DeepCOMBI is a NN algorithm that exploits SNP relationships in GWAS datasets. This is a repository with the script used to test the SNPs that DeepCOMBI produced.
Paper under review in NAR Genomics & Bioinformatics.
DeepCOMBI: Explainable artificial intelligence for the analysis and discovery in genome-wide association studies https://www.biorxiv.org/content/10.1101/2020.11.06.371542v1
The main script, combi_check_SNPs_1.sh
takes a list of snps (output from DeepCOMBI) and checks whether they are on the GWAS Catalog, or if a LD proxy is found in there.
You'll also need the binaries for tabix
, liftOver
, vcftools
and PLINK
. Bioinformatics' classic ones. ;)
The snps_to_check_27_09_2019
folder contains the list of candidates found by DeepCOMBI and which were run through the pipeline.
Use a reference panel to calculate LD and validate discoveries through LD, for example the 1000 Genomes files, v5a. In this repo it is provided the list of CEU individuals CEU_indv.txt
that PLINK will need to filter only the European individuals.
Download last release of the GWAS Catalog, both the associations file gwas_catalog_v1.0.2-associations_e100_r2020-06-30.tsv
and the ancestry file gwas_catalog-ancestry_r2020-06-30.tsv
. Ancestry file is needed to get an estimate of the majoritarian population in a GWAS study. Given that we are validating European data, we'll only keep European populations' GWAS. By July 2020 the files here were the last two ones available. Note that last versions of the Catalog are in hg38. Our WTCCC dataset is in hg37, hence why we need liftOver
. Chain file hg38ToHg19.over.chain.gz
is also provided here.
The basic premise behind this test is: If by 2007, when the WTCCC was published, we had applied the DeepCOMBI to the dataset, how many hit would have been truly discovered (and validated) in the future? So, we aim to do this. Hits found by DeepCOMBI to be tested can be found in snps_to_check_27_09_2019
.
In order to compare the performance against some other algorithms, we evaluated the performance against the LMM method by Lippert et al., 2013. In supplementary table 2, where they report a list of 573 SNPs that they found with their LMM method. This file is provided here for convenience: lmm_univar.txt
. Some of the SNPs in there were not found by LMM strictly, so we discarded those SNPs. The resulting file is lmm_univar.filter.txt
, also provided here. Note that ~85% of the SNPs they found map in the HLA regions. This file was further crossed with the list of the SNPs that went through COMBI, as we further filtered the lmm_univar.filter.txt
file to contain only for each disease those SNPs that run through our pipeline, to make a fair comparison and avoid ascertainment bias. See the original COMBI article for more info on this.
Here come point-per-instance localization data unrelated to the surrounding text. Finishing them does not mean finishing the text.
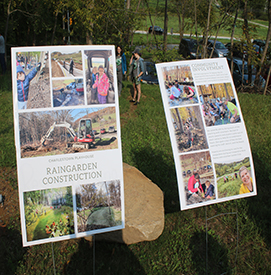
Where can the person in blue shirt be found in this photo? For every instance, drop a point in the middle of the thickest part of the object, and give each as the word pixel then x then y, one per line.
pixel 210 190
pixel 23 83
pixel 175 93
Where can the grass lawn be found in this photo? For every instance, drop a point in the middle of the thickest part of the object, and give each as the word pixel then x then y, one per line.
pixel 181 249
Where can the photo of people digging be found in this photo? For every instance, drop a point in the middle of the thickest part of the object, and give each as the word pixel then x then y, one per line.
pixel 33 82
pixel 99 77
pixel 98 205
pixel 218 104
pixel 198 177
pixel 68 92
pixel 179 84
pixel 67 131
pixel 189 129
pixel 67 63
pixel 48 213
Then, we LD-pruned those SNPs from Lippert using PLINK
's command --indep-pairwise 2 1 0.8
to get the independent signals that Lippert et al., 2013 obtained, because they reported hundreds of SNPs in LD in those supplementary tables, which wouldn't make a fair comparison. The final lists per diseases of SNPs used to compare are in the lippert_020
folder.
Download the script you need combi_check_SNPs_1.sh
and:
Make a working folder and put there:
1- The script ./combi_check_SNPs.sh
2- Both GWAS Catalog files. Check and open the script to set the name of the correct Catalog files you are using.
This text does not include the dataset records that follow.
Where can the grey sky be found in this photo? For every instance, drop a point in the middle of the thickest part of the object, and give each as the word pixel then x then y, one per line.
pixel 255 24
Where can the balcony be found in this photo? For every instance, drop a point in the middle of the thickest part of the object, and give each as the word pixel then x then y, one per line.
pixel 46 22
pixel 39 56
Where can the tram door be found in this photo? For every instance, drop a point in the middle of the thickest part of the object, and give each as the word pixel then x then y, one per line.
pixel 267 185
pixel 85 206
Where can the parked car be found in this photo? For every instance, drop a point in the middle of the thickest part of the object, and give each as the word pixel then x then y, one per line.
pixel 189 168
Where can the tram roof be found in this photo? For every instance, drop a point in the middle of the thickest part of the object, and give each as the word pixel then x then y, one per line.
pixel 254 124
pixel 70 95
3- Another folder containing the COMBI output SNPs as a list (See snps_to_check_27_09_2019
) for an example.
The script takes as a first argument the trait as reported in the EFO terms field of the catalog. For type 1 diabetes, you would write: "type I diabetes mellitus"
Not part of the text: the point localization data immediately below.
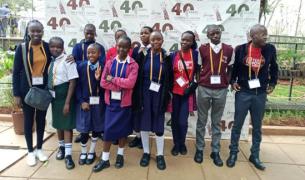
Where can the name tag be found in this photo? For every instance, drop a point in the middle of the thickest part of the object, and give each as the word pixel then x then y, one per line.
pixel 181 81
pixel 116 95
pixel 215 79
pixel 37 80
pixel 154 86
pixel 94 100
pixel 254 83
pixel 52 93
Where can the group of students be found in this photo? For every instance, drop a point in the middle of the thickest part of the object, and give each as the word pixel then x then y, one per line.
pixel 129 90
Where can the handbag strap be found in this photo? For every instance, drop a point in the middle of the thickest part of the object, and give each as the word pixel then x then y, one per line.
pixel 184 66
pixel 23 49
As a second argument add the name as you have it written in the outputs of the COMBI. In this case it would be "t1d". Check the correct paths for the files, binaries, etc...
Then, run it like this:
./combi_check_SNPs.sh "type I diabetes mellitus" "t1d"
And the script runs and performs the search... You can check the results in the folder created wit the suffix: *_vs_GWASCat_July2020
. In there, there will be one folder per disease, and once there, there's an ./ld/
folder, where you can see the snps found in the files with the *candidates* prefix, either direct candidates (the proposed SNPs are in the catalog like that) of through ld, where a SNP in LD >0.2 is found. Check the found ones in the final_all_${theDiseaseTested}
files, which congregates all of the found original SNPs.